Don’t Build Big Data With Bad Data

I was at Pure Accelerate 2017 this week and I saw some very interesting things around big data and the impact that high speed flash storage is going to have. Storage vendors serving that market are starting to include analytics capabilities on the box in an effort to provide extra value. But what happens when these advances cause issues in the training of algorithms?

Garbage In, Garbage Out

One story that came out of a conversation was about training a system to recognize people. In the process of training the system, the users imported a large number of faces in order to help the system start the process of differentiating individuals. The data set they started with? A collection of male headshots from the Screen Actors Guild. By the time the users caught the mistake, the algorithm had already proven that it had issues telling the difference between test subjects of particular ethnicities. After scrapping the data set and using some different diverse data sources, the system started performing much better.

This started me thinking about the quality of the data that we are importing into machine learning and artificial intelligence systems. The old computer adage of “garbage in, garbage out” is never more apt today than it has been in history. Before, bad inputs caused data to be suspect when extracted. Now, inputting bad data into a system designed to make decisions can have even more far-reaching consequences.
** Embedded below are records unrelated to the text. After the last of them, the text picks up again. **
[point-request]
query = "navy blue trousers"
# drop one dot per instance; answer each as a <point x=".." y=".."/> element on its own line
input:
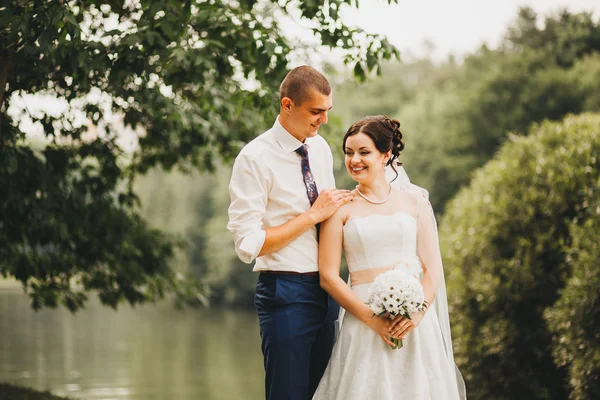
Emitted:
<point x="297" y="330"/>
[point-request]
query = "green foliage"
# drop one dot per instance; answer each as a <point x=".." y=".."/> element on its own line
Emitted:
<point x="575" y="318"/>
<point x="505" y="241"/>
<point x="12" y="392"/>
<point x="188" y="81"/>
<point x="455" y="117"/>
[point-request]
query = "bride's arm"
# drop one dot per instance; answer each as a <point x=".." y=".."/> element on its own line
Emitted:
<point x="330" y="255"/>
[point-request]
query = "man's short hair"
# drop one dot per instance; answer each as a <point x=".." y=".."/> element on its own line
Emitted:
<point x="298" y="83"/>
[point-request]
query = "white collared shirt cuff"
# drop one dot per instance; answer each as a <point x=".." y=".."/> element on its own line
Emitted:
<point x="250" y="246"/>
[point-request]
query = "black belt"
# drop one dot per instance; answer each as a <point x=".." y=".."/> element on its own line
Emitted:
<point x="290" y="273"/>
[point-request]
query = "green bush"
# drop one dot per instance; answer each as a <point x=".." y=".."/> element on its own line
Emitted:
<point x="575" y="318"/>
<point x="505" y="240"/>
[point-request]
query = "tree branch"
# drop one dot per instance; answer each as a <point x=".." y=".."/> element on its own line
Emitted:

Look at all the systems that we’re programming today to be more AI-like. We’ve got self-driving cars that need massive data inputs to help navigate roads at speed. We have network monitoring systems that take analytics data and use it to predict things like component failures. We even have these systems running the background of popular apps that provide us news and other crucial information.

What if the inputs into the system cause it to become corrupted or somehow compromised? You’ve probably heard the story about how importing UrbanDictionary into Watson caused it to start cursing constantly. These kinds of stories highlight how important the quality of data being used for the basis of AI/ML systems can be.

Think of a future when self-driving cars are being programmed with failsafes to avoid living things in the roadway. Suppose that the car has been programmed to avoid humans and other large animals like horses and cows. But, during the import of the small animal data set, the table for dogs isn’t imported for some reason. Now, what would happen if the car encountered a dog in the road? Would it make the right decision to avoid the animal? Would the outline of the dog trigger a subroutine that helped it make the right decision? Or would the car not be able to tell what a dog was and do something horrible?

Do You See What I See?

After some chatting with my friend Ryan Adzima, he taught me a bit about how facial recognition systems work. I had always assumed that these systems could differentiate on things like colors. So it could tell a blond woman from a brunette, for instance. But Ryan told me that it’s actually very difficult for a system to tell fine colors apart.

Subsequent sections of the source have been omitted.